Synchronization as a fundamental principle is implemented on different operating levels by temporal windows with different time constants, from the sub-second range to seconds up to days as reflected in circadian rhythms and even annual cycles. Temporal windows are both the basis for the creation of perceptual, conceptual and social identity, and they provide the necessary building blocks for the construction of experiential sequences, or for behavioral organisation. Thus, it is said: “Nothing in cognitive science makes sense except in the light of time windows.”
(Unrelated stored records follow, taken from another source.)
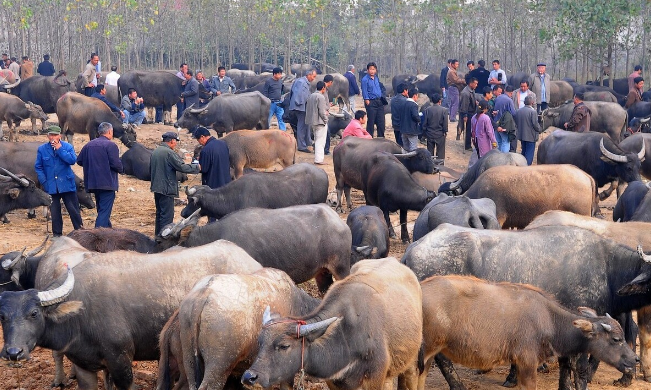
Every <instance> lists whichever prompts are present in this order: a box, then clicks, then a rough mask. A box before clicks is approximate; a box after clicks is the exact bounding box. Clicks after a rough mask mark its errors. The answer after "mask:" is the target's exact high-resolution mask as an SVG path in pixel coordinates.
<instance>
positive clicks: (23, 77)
mask: <svg viewBox="0 0 651 390" xmlns="http://www.w3.org/2000/svg"><path fill="white" fill-rule="evenodd" d="M32 76H34V63H33V62H32V61H31V60H30V59H29V57H28V56H23V63H22V64H20V79H21V80H27V79H28V78H30V77H32Z"/></svg>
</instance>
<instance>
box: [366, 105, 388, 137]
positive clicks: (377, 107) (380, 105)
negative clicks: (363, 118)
mask: <svg viewBox="0 0 651 390" xmlns="http://www.w3.org/2000/svg"><path fill="white" fill-rule="evenodd" d="M365 108H366V116H367V117H368V119H367V122H366V131H368V133H369V134H370V135H371V136H373V137H374V136H375V127H374V126H375V125H377V136H378V137H382V138H384V105H383V104H382V101H381V100H380V99H373V100H370V101H369V104H368V106H365Z"/></svg>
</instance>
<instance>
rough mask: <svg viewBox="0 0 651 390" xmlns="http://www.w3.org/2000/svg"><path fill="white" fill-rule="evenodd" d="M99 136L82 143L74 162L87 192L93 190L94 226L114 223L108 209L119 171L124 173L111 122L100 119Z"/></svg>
mask: <svg viewBox="0 0 651 390" xmlns="http://www.w3.org/2000/svg"><path fill="white" fill-rule="evenodd" d="M97 133H98V134H99V137H97V138H95V139H94V140H91V141H90V142H89V143H87V144H86V145H84V147H83V148H81V152H79V157H77V165H80V166H82V167H83V168H84V187H85V188H86V192H91V193H93V194H95V203H97V219H96V220H95V227H96V228H97V227H108V228H110V227H113V225H111V212H112V211H113V203H114V202H115V191H117V190H118V173H123V172H124V168H123V167H122V161H121V160H120V151H119V150H118V146H117V145H116V144H115V143H113V142H112V141H111V140H112V139H113V125H111V124H110V123H108V122H102V123H100V125H99V127H98V128H97Z"/></svg>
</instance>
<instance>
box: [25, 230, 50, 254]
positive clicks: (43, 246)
mask: <svg viewBox="0 0 651 390" xmlns="http://www.w3.org/2000/svg"><path fill="white" fill-rule="evenodd" d="M49 239H50V235H49V234H48V235H47V236H45V240H43V243H42V244H41V245H39V246H38V247H36V248H34V249H32V250H31V251H29V252H28V253H27V256H25V257H32V256H36V255H38V254H39V253H41V251H42V250H43V248H45V244H47V240H49Z"/></svg>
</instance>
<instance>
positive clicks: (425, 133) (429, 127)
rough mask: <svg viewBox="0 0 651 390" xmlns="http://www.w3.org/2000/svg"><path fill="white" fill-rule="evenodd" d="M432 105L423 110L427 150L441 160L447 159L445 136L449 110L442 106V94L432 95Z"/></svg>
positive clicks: (423, 128) (423, 127) (445, 133)
mask: <svg viewBox="0 0 651 390" xmlns="http://www.w3.org/2000/svg"><path fill="white" fill-rule="evenodd" d="M430 100H431V101H432V105H431V106H429V107H427V108H426V109H425V111H424V112H423V131H424V132H425V136H426V137H427V150H428V151H429V152H430V153H431V154H432V156H436V158H438V159H439V160H445V137H446V136H447V134H448V110H447V109H446V108H445V107H443V106H441V95H440V94H438V93H434V94H433V95H431V96H430Z"/></svg>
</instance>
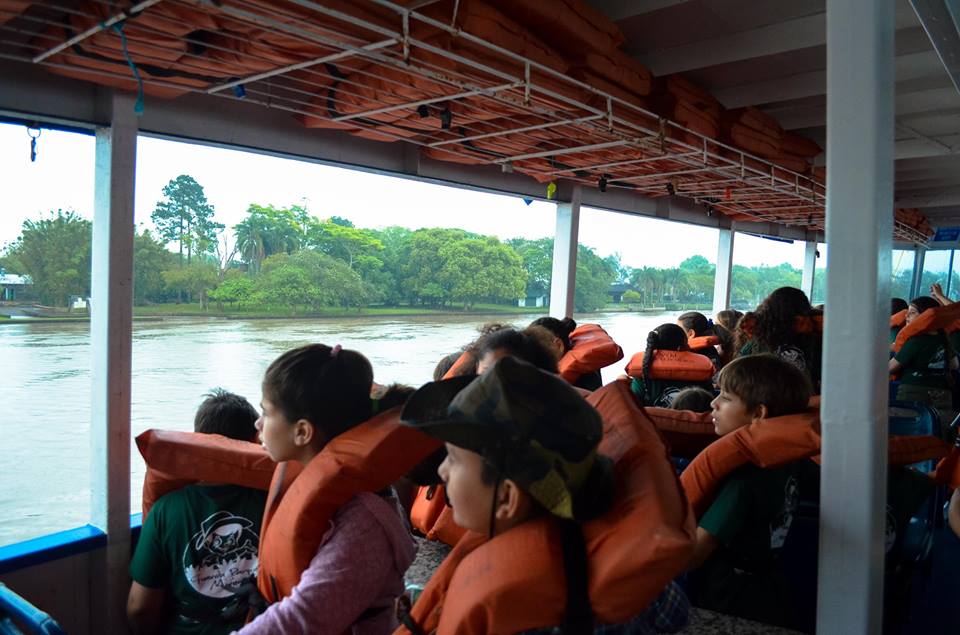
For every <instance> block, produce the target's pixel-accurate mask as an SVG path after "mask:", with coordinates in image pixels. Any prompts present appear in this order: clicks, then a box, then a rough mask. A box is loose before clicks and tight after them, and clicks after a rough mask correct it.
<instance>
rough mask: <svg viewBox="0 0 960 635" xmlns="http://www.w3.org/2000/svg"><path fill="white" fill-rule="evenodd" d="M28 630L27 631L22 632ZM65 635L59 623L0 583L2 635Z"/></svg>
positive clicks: (21, 597)
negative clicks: (23, 633)
mask: <svg viewBox="0 0 960 635" xmlns="http://www.w3.org/2000/svg"><path fill="white" fill-rule="evenodd" d="M21 629H26V630H21ZM23 633H30V634H31V635H64V632H63V629H62V628H60V625H59V624H57V622H56V621H55V620H54V619H53V618H52V617H50V616H49V615H47V614H46V613H44V612H43V611H41V610H40V609H38V608H37V607H35V606H34V605H32V604H30V603H29V602H27V601H26V600H25V599H23V598H22V597H20V596H19V595H17V594H16V593H14V592H13V591H11V590H10V588H9V587H8V586H6V585H5V584H3V583H2V582H0V635H22V634H23Z"/></svg>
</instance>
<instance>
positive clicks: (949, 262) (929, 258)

When referring to time windows, it is necessarily implied that information processing has to be discontinuous or discrete. Although of fundamental importance, the question of whether information processing on the neural or cognitive level is of continuous or of discrete nature has been neglected in this domain of scientific endeavor; usually and uncritically continuous processing of information is taken for granted. The implicit assumption of a continuous processing mode of information may be due to an unquestioned orientation of cognitive research and psychological reasoning towards classical physics. This is how Isaac Newton in 1686 defines time: “Absolute, true, and mathematical time, of itself, and from its own nature, flows equably without relation to anything external.” With this concept of an "equal flow, “ time serves as a uni-dimensional and continuous “container” within which events are happening at one or at another time. Does this theoretical concept of temporal continuity provide a solid conceptual background when we want to understand neural and cognitive processes? The answer is “no.” The concept of time windows speaks against such a frame of reference. Temporal processing has to be necessarily discrete to allow for efficient complexity reduction of information on different operating levels.